No previous president has offered such uncritical support for European integration. On his very first trip to Europe as president, Mr. Obama declared, “In my view, there is no Old Europe or New Europe. There is a united Europe.”
I don’t doubt the sincerity of those Americans who want to copy the European model. A few may be snobs who wear their euro-enthusiasm as a badge of sophistication. . . .
All right, growth would be slower, but the quality of life might improve. All right, taxes would be higher, but workers need no longer fear sickness or unemployment. All right, the U.S. would no longer be the world’s superpower, but perhaps that would make it more popular. Is a European future truly so terrible?
Yes. I have been an elected member of the European Parliament for 11 years. I have seen firsthand what the European political model means.
The critical difference between the American and European unions has to do with the location of power. The U.S. was founded on what we might loosely call the Jeffersonian ideal: the notion that decisions should be taken as closely as possible to the people they affect. The European Union was based on precisely the opposite ideal. Article One of its foundational treaty commits its nations to establish “an ever-closer union.”
From that distinction, much follows. The U.S. has evolved a series of unique institutions designed to limit the power of the state: recall mechanisms, ballot initiatives, balanced budget rules, open primaries, localism, states’ rights, term limits, the direct election of public officials from the sheriff to the school board. The EU places supreme power in the hands of 27 unelected Commissioners invulnerable to public opinion.
The will of the people is generally seen by Eurocrats as an obstacle to overcome, not a reason to change direction. When France, the Netherlands and Ireland voted against the European Constitution, the referendum results were swatted aside and the document adopted regardless. For, in Brussels, the ruling doctrine—that the nation-state must be transcended—is seen as more important than freedom, democracy or the rule of law. . .

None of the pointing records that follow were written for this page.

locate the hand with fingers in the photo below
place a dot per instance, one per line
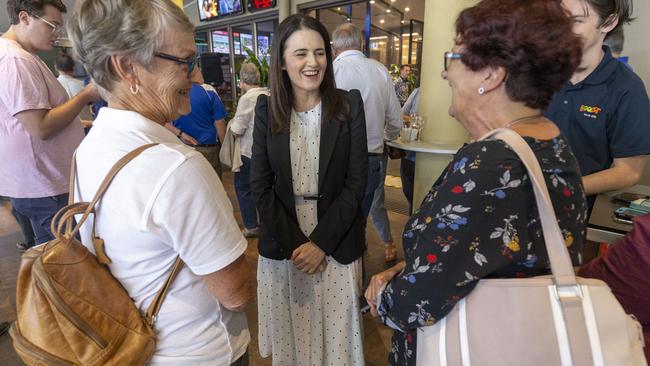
(309, 258)
(378, 283)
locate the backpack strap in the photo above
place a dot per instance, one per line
(101, 190)
(98, 243)
(154, 307)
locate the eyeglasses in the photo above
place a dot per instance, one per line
(56, 29)
(191, 62)
(451, 56)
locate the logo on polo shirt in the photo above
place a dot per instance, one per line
(589, 111)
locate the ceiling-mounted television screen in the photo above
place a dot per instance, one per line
(211, 9)
(254, 5)
(220, 42)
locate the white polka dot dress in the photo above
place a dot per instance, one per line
(308, 320)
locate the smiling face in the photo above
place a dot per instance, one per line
(464, 84)
(587, 25)
(305, 61)
(165, 86)
(42, 36)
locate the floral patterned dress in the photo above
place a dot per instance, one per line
(480, 221)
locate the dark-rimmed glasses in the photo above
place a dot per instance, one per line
(190, 62)
(56, 29)
(451, 56)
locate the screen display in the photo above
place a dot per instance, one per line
(237, 43)
(228, 7)
(262, 45)
(211, 9)
(208, 9)
(260, 4)
(220, 42)
(246, 42)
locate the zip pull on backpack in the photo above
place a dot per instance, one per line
(71, 310)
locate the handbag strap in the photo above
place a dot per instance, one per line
(154, 307)
(558, 255)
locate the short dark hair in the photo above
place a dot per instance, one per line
(609, 10)
(532, 40)
(64, 62)
(33, 7)
(334, 104)
(615, 40)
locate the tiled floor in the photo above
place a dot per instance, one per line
(376, 336)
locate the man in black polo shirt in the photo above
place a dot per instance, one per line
(604, 111)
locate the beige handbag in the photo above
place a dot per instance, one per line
(551, 320)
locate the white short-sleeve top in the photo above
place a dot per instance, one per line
(166, 202)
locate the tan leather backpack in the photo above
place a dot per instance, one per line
(71, 310)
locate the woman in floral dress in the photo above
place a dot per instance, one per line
(480, 218)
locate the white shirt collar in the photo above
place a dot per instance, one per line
(349, 53)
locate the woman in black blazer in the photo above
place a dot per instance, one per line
(308, 177)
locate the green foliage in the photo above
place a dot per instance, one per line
(410, 81)
(262, 65)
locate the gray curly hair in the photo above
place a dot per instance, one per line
(100, 29)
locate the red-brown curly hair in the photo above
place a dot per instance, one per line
(531, 39)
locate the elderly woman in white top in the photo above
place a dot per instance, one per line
(242, 126)
(168, 201)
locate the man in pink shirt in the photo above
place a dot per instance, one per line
(39, 128)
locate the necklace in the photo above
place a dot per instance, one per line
(521, 119)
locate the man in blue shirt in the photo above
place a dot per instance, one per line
(204, 128)
(604, 111)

Why is a European politician urging America to avoid Europeanization? As a Briton, I see the American republic as a repository of our traditional freedoms. The doctrines rooted in the common law, in the Magna Carta, and in the Bill of Rights found their fullest and most sublime expression in the old courthouse of Philadelphia. Britain, as a result of its unhappy membership in the European Union, has now surrendered a large part of its birthright. But our freedoms live on in America. . .
So you can imagine how I feel when I see the U.S. making the same mistakes that Britain has made: expanding its government, regulating private commerce, centralizing its jurisdiction, breaking the link between taxation and representation, abandoning its sovereignty.
Mr. Hannan is a member of the European Parliament. This essay is adapted from the Encounter Books Broadside, “Why America Must Not Follow Europe.”